Merck has yet to show how they plan to disrupt the market except for their low cost competitive strategy. However, I believe that because AbbVie is losing ground and that Gilead Sciences' Solvadi and Harvoni are far from saturating the market, there is room for another competitor without hurting either company's bottom lines.

The Political Headwind

  • The political headwind will decline in 90 days. As the top presidential contenders emerge and their policies are fully comprehended, the political headwind will stabilize.

The Iowa caucus gave the top three republicans the needed momentum and tightened the race between the two democrats. After the New Hampshire Primary on the ninth of this month, South Carolina and the Nevada caucuses will follow on the 20th. But after Super Tuesday in March, people will have a clear idea of who the nominees will be in both parties. The nominees will have to lay out concrete plans of what they intend to do once in office. These plans will help stabilize the political risk in drug companies like Gilead because the market will be able to fully price the risks in.

As the presidential election draws near, the candidates will need to give more elaborate and clear plans backing their statements. These statements will be enough to settle the growing uncertainty over drug companies pricing strategies. For instance, the market can easily adjust and price in the potential effects from Merck's Zepatier, the political headwinds from the presidential candidates are on-going threats. Once these threats decline, Gilead stock price should have an easy time bouncing back.

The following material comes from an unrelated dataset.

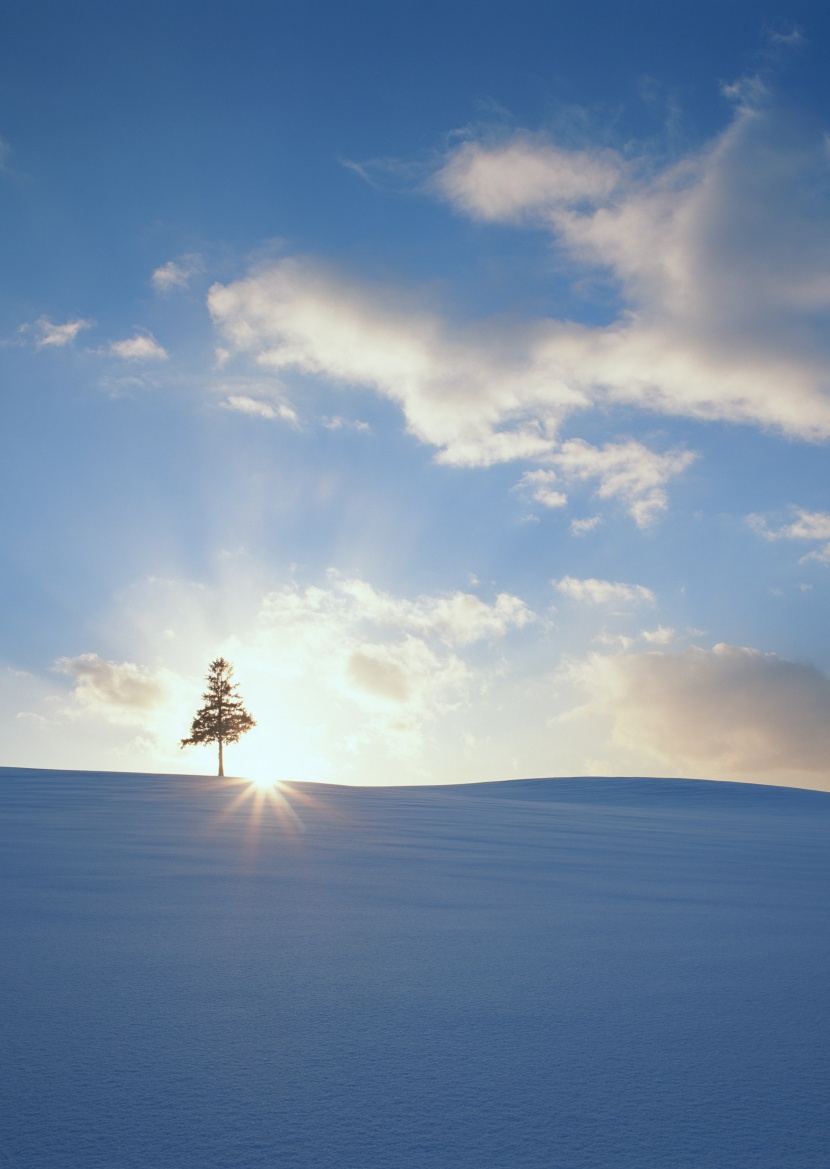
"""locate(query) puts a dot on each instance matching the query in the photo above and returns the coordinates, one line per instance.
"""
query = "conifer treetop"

The Way Forward For Drug Companies

Drug companies will start cutting middlemen to settle these sudden political headline risks without risking their bottom line. A strategy for better pricing exists and was exemplified by Valeant Pharmaceuticals (NYSE:VRX) when the company was pushed to the corner late last year. Valeant signed a 20-year deal with Walgreen's Boots Alliance. The deal allowed Walgreen's to become Valeant's distributor replacing its Philidor Rx Services relationship. The deal offered Valeant the option to increase patient access, increase revenues through volumes and grow margins by cutting off middlemen.

Gilead has enough room to grow margins through turnover even if it decides to lower prices. This is because Gilead can increase volume and allow more patients to be treated at a lower per-patient cost. More so, there are other exciting opportunities in Gilead Sciences pipeline that can cause a further boost to the stock price before the stipulated potential timeline. Beside, Gilead has enough cash to pursue major accretive acquisitions and other pipeline investments (both organic and inorganic) that have potential to substantially increase long-term shareholder value.